Chapter 2 – Flower Tie Glasses

Taco Bar MKE – 782 N. Jefferson Street, Milwaukee

It seems inconceivable that, having decided to once again write about local tacos, the first two places I'd visit would have the word “taco” and the letters “MKE” as part of their name. Well, taco, okay, but MKE? What's it mean? Mr. Kite of England? My Karaoke Empire? This happened on a day that Mark and I headed to Shah Jee's during lunch hour from our office jobs. As it turned out, it was an Islamic holiday, Ashura, and Shah Jee's was closed! So we then repaired to the next closest restaurant, Taco Bar MKE, which is next door to the Dogg Haus, but connected—I get the feeling they had too much space for Dogg Haus—so decided to split it in half and make a taco joint next door. That's ingenuity, I guess. The problem on this day was that dozens more office workers bounced on the same rails we did and created a perfect storm, the mother of all Taco Bar MKE lunch rushes. That's probably overstating it a little, but it was the longest I've ever waited for a taco.
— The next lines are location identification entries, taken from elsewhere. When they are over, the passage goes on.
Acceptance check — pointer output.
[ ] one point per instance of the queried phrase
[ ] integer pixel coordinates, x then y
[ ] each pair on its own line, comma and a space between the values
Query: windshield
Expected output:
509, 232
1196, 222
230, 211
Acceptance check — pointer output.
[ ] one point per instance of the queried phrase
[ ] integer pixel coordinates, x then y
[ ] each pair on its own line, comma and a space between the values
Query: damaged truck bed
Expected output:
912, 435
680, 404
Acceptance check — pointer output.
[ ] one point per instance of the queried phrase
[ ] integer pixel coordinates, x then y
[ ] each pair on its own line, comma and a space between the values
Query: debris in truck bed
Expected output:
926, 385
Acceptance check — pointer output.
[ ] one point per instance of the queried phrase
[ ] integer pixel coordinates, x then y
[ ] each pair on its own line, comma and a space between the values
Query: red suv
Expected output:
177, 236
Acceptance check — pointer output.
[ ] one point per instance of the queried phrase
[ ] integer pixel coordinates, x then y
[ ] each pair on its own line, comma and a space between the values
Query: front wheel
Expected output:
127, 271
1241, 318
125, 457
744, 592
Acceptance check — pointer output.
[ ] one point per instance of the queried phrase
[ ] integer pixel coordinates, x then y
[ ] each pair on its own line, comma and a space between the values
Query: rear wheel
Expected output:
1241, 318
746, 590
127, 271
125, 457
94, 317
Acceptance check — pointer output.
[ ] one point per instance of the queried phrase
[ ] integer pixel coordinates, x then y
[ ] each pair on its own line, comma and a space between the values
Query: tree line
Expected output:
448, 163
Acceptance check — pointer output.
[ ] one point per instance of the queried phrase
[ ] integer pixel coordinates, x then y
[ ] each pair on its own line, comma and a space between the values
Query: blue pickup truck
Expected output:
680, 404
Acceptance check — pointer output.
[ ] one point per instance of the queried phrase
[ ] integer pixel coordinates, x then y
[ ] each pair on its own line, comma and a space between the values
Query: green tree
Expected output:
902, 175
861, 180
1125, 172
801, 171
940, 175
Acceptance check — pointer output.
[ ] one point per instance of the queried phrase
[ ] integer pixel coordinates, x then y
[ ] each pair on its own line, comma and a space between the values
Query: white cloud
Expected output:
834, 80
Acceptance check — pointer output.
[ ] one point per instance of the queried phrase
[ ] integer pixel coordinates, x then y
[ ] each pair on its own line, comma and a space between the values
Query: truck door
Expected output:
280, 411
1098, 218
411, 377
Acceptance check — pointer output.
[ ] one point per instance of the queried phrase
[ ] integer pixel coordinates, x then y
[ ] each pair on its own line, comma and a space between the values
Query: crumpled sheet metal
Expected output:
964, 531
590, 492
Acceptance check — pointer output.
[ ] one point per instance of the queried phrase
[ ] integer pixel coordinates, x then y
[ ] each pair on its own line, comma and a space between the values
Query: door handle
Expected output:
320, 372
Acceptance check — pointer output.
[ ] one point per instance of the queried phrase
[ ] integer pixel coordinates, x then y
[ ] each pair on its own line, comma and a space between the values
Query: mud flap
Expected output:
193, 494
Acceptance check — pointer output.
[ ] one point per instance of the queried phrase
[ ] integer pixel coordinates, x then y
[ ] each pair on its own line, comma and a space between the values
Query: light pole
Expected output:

It didn't help that the tacos are all too complicated, too fancy, too expensive, and there are only high tables to sit at. I can only sit at one of those high tables for the time it takes to complain about it. The tacos on the menu board all have goofy names, none of which I remember except for the “Naked Chicken Taco,” because that's what almost all the office workers in line ordered, like they never got to say the word “naked” otherwise. I guess sex sells, even if it's a dead bird. Unfortunately, I can't remember what two tacos I ordered, but they were the only two listed with corn tortillas. At least one had some kind of pork, and they were both fine, tasty, if a little too busy. The thing I do remember is on my check it said: “Flower Tie Glasses”—which confused me for a second, then I realized it was the cashier/server's code to remember which order went to whom. (I was wearing my glasses, see, and a tie with flowers on it!) Something about that kind of warmed my heart, for some dumb reason, and ended up leaving me with a much more positive impression than I would have had otherwise. Sometimes mystery, no matter how fleeting, is paradoxically like a balm for the harsh and meaningless void that is this world.